The skill saves time only if you process many alerts regularly and want a reusable, version-controlled workflow. For OpenClaw, that might be true. For a smaller repo with occasional secrets, the overhead of understanding the skill probably exceeds the benefit.
Known Failure Modes
- Zero installs: No production feedback. If the script has edge-case bugs (malformed GraphQL, permission errors, timeout handling), they are unknown.
- Untested at scale: The skill has never processed a large batch of alerts in parallel. Does it handle rate limits? Does the temp file cleanup work reliably?

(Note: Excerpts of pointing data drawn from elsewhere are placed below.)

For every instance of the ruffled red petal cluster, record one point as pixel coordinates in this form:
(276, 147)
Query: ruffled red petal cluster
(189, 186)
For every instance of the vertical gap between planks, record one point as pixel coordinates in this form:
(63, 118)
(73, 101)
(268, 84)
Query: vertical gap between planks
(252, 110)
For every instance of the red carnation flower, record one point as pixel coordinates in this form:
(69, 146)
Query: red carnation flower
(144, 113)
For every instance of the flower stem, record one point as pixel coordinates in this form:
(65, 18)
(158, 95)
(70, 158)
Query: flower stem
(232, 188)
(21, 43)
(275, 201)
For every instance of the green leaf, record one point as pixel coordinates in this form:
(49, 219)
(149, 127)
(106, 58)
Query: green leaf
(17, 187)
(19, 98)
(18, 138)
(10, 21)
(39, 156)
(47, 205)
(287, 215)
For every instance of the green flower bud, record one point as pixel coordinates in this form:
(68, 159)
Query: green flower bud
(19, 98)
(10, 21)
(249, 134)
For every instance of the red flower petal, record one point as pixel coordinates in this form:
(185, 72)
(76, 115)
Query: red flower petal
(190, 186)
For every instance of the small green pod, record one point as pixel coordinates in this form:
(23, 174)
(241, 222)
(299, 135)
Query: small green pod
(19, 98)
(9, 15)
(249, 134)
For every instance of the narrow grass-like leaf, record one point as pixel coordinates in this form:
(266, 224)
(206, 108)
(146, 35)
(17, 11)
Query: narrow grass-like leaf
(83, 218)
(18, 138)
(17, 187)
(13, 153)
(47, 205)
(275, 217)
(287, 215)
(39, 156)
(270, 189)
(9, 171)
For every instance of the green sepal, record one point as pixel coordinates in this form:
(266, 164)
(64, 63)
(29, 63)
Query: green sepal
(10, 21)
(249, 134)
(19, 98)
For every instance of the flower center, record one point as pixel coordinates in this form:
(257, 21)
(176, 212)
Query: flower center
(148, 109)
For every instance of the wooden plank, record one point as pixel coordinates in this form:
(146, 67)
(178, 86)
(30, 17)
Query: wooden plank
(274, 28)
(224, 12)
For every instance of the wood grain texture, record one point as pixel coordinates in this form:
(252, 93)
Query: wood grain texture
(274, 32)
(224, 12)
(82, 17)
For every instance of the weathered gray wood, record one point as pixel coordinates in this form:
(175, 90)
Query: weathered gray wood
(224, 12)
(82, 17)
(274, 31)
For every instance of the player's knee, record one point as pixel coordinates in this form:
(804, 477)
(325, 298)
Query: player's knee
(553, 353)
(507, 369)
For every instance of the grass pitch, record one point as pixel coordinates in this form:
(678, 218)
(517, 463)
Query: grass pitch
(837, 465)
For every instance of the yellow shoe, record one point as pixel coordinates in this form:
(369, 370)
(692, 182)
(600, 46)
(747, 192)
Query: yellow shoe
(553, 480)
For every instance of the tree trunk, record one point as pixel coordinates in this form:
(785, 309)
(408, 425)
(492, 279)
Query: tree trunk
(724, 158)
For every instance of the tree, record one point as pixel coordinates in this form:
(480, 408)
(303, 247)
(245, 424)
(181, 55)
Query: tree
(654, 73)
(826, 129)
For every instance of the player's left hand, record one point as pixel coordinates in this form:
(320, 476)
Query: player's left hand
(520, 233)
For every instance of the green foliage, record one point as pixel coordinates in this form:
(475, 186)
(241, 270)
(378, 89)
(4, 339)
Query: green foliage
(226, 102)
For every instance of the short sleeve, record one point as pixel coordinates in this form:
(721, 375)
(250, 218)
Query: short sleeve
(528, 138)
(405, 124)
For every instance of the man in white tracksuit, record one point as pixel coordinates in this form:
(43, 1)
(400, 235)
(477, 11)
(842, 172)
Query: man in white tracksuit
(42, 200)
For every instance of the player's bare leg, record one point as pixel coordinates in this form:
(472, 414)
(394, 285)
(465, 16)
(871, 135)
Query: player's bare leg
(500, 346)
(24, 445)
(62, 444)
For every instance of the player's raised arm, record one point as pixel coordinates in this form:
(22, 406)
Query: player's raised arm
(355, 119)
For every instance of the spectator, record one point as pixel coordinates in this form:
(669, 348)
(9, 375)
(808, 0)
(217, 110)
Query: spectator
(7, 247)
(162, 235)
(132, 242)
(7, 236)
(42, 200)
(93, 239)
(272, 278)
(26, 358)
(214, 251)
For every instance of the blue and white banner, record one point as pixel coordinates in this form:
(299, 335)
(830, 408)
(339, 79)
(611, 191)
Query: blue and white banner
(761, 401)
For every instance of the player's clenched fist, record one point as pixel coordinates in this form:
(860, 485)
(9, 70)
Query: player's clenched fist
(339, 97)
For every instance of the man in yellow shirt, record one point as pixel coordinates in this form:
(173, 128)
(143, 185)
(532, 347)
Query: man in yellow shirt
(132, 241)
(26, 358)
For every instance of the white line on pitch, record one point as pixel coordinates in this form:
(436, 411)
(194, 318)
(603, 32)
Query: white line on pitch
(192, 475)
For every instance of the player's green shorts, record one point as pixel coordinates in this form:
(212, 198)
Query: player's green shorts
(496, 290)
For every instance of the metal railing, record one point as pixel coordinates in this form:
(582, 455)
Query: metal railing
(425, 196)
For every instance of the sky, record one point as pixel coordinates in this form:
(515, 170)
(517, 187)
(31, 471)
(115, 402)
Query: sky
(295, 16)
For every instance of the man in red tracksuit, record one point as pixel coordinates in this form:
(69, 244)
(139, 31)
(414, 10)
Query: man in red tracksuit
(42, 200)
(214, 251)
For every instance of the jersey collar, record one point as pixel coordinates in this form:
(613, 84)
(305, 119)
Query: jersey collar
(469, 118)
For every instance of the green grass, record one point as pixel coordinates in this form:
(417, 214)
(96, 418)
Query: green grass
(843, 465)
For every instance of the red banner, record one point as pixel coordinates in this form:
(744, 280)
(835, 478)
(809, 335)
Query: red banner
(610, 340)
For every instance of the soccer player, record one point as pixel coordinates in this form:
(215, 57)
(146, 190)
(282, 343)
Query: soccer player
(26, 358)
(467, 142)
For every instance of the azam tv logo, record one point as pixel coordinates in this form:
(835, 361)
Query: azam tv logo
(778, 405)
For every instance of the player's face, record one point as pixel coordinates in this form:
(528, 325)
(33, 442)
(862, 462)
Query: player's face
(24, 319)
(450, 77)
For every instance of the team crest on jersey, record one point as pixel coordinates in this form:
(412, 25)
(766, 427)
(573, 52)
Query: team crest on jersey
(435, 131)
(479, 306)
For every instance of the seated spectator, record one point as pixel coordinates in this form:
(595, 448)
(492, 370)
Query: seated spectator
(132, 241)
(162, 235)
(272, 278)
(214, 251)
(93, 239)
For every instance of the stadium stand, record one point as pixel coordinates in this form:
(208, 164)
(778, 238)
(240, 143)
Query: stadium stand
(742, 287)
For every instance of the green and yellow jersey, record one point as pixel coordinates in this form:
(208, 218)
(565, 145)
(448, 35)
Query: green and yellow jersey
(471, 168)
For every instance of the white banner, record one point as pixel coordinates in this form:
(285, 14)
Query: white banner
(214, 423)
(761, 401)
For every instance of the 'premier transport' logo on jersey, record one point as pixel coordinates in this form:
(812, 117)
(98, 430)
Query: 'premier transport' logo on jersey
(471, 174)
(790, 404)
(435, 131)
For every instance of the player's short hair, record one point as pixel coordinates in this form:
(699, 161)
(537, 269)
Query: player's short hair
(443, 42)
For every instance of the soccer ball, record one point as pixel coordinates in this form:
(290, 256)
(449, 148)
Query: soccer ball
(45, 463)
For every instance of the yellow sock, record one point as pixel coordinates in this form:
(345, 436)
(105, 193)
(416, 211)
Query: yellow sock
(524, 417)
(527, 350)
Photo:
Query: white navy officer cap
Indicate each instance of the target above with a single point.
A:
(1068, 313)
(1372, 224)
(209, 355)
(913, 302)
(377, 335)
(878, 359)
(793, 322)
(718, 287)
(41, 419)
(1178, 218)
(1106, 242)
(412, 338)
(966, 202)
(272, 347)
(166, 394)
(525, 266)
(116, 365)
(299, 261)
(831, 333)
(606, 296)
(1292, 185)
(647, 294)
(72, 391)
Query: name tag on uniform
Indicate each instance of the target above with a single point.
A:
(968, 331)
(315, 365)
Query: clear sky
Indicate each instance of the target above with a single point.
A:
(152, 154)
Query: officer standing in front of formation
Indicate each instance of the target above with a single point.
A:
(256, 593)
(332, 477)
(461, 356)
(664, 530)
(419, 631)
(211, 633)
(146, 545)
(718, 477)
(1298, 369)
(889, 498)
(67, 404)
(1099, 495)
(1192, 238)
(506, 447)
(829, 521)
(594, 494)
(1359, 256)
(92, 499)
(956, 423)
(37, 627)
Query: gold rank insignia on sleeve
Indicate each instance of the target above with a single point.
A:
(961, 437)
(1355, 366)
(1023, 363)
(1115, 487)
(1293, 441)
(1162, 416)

- Hard-coded repo: Cannot be reused by other projects without significant modification.
- Content quality at 75/100: The documentation is strong on mechanics but weak on examples, error handling, and integration guidance.
- Edit history unpurgeable: A fundamental GitHub API limitation that the skill cannot overcome for body-level secrets.
Takeaways
OpenClaw’s secret-scanning-maintainer is a well-engineered, high-security skill that solves a real problem for a very narrow audience. Zero marketplace installs and zero ratings indicate it has never been tested in production by users outside the OpenClaw core team. The skill is best suited for OpenClaw maintainers processing frequent secret-scanning alerts; for other repositories or smaller projects, manual GitHub UI or a custom agent is likely cheaper in practice. The edit history limitation is a fundamental GitHub API constraint, not a flaw in the skill itself, but it is worth knowing before relying on redaction as a complete cleanup solution.
Further reading
- OpenClaw Secret Scanning Maintainer on agentskill.sh: The official marketplace listing, source repository link, and installation instructions.
- GitHub Secret Scanning API documentation: GitHub’s reference for secret-scanning alert retrieval and alert resolution.
- OpenClaw GitHub repository: The upstream project this skill targets, with 374K stars.
- Claude Code skills documentation: Official guide to installing and triggering skills in Claude Code sessions.
Frequently asked
What does this skill actually do?
It identifies GitHub secret-scanning alerts, redacts plaintext secrets from issue/PR bodies and comments, deletes compromised comments and recreates them redacted, and resolves the alert in GitHub's security dashboard. It handles multiple alert types: issue comments, PR comments, discussion comments, and issue/PR bodies.
Who should install this skill?
Only maintainers of the OpenClaw repository itself. The skill is hardcoded to work against OpenClaw's security-scanning endpoint. It has no generic secret-scanning capability for other repos.
Why does it have zero installs despite a 99/100 security score?
The skill's scope is too narrow (OpenClaw repo only) and its audience too small (OpenClaw maintainers). No adoption metrics, no public ratings, and no clear trigger pathway in agent workflows suggest it may never have been integrated into a real Claude Code session.
What are the main limitations?
Cannot purge edit history from issue/PR bodies (GitHub API limitation); requires repo admin permissions; hardcoded to English-language notifications; and the SKILL.md documentation assumes prior deep knowledge of GitHub's GraphQL and secret-scanning workflows.
How does this compare to manual secret handling?
It saves steps for each alert: fetch, read, decide, redact, delete, recreate, notify, resolve. But each alert requires agent judgment on what constitutes a secret and whether to post a public notification. It is not fully autonomous; it is a guided workflow tool.